Show and Tell From Different Ages

Age 5:
This is my Winston from Ghostbusters.  He does….he does this.
I like my Venkman because he’s more funnier.  I left him at home because I didn’t want to share my very favorite.  And the other Ghostbusters said, Winston you have to go to class.  They always make Ray and Winston do stuff because Winston is black and Ray is fat.

~

Age 9:

Hey guys.  This is a soccer ball.  It’s for playing soccer, I guess.  That’s what other people do with it.  I don’t really know why it’s black and neon green.  I guess it’s 1992, so what can you do?

Honestly, I would have preferred to bring my Venkman.  Or possibly the Beetlejuice Vanishing Vault.  Oh yeah, I  have that shit.  And I only fucked up one of the stickers it came with, so I’m pretty proud of that jobber.  But, you know, we’re all 9 here.  So we can’t play with action figures.  I can bring a ball that you use to play a game that’s mostly running around with shit strapped to your ankles.  That’s for men, where a toy that makes Beetlejuice disappear in a grave is kind of for kids.

Hey, should be a fun next ten years in school, huh?

~

Age 14:

This is a CD I like.  It’s the only thing that understands me.  I’m sort of upset about the fact that a rock band I’ll never meet understands me better than you, but I also think you’re stupid shitheads and wouldn’t really listen if you told me the exact same things because I just can’t listen to you.

That’s all I have to say.

~

Age 18:

Uh, let me just thank the professor here for having us bring in objects to share in our college class here.  Pretty good way to kill a day of class, huh?

I decided to go ahead an bring in a bill that I made myself.  I’ll just hand that over to the school here.  That’s for today’s class.  I mean, if I’m running the class here, I should probably get a refund, right?

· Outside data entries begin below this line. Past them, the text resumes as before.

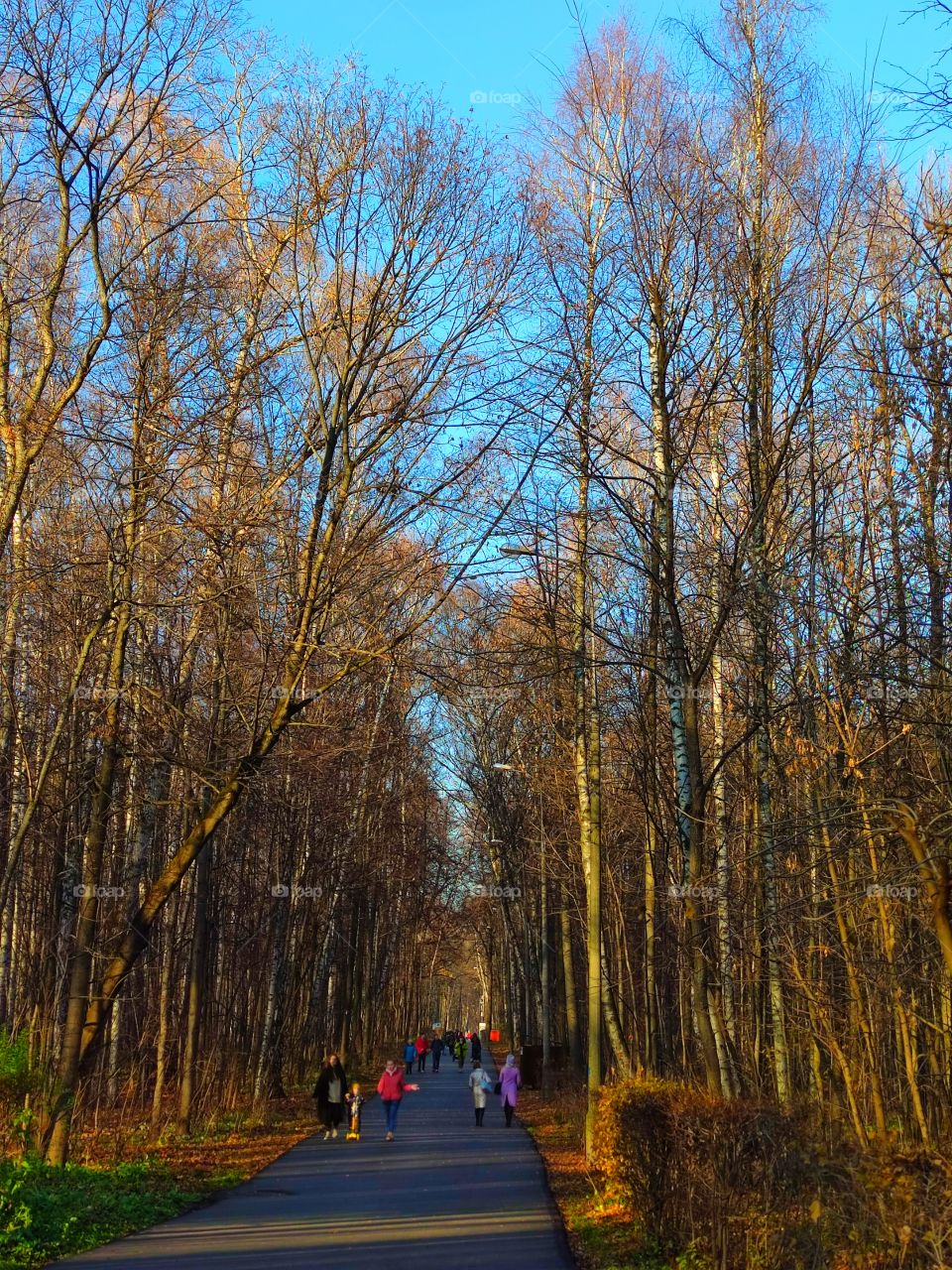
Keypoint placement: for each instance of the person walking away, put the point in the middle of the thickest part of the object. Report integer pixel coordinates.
(436, 1049)
(391, 1088)
(354, 1101)
(329, 1095)
(509, 1086)
(480, 1086)
(421, 1051)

Okay.  That’s pretty much good for me.  But I’m really looking forward to seeing the sweater you have from your boyfriend back in Michigan that still smells like him.  I’ll be enjoying watching the deterioration of that relationship as evidenced by the light going out of your eyes over the next several weeks.

~

Age 25:

Oh, we were supposed to bring a thing?  For the icebreaker for this meeting?  I thought that was a joke.  That was serious?  Shit.

Uh, sorry for saying shit at work.

Here’s, uh, here’s a flash drive.  It’s got all kinds of stuff on it.  Um.  It’s a Kingston.

~

Age 30:

Yeah, I saw the interoffice memo.  I’m not doing that.  Fuck me, no way.

~

Age 60:

Well, here I am.  Back in an elementary school.  So I guess I’m here so you can all see what will become of you.  I can still remember bringing my Ghostbusters to my own Kindergarten class.  Do you guys remember Ghostbusters?  No?  Christ.  Well, they were these four guys who fought ghosts.  One was a black.

Okay, that’ll do it for me.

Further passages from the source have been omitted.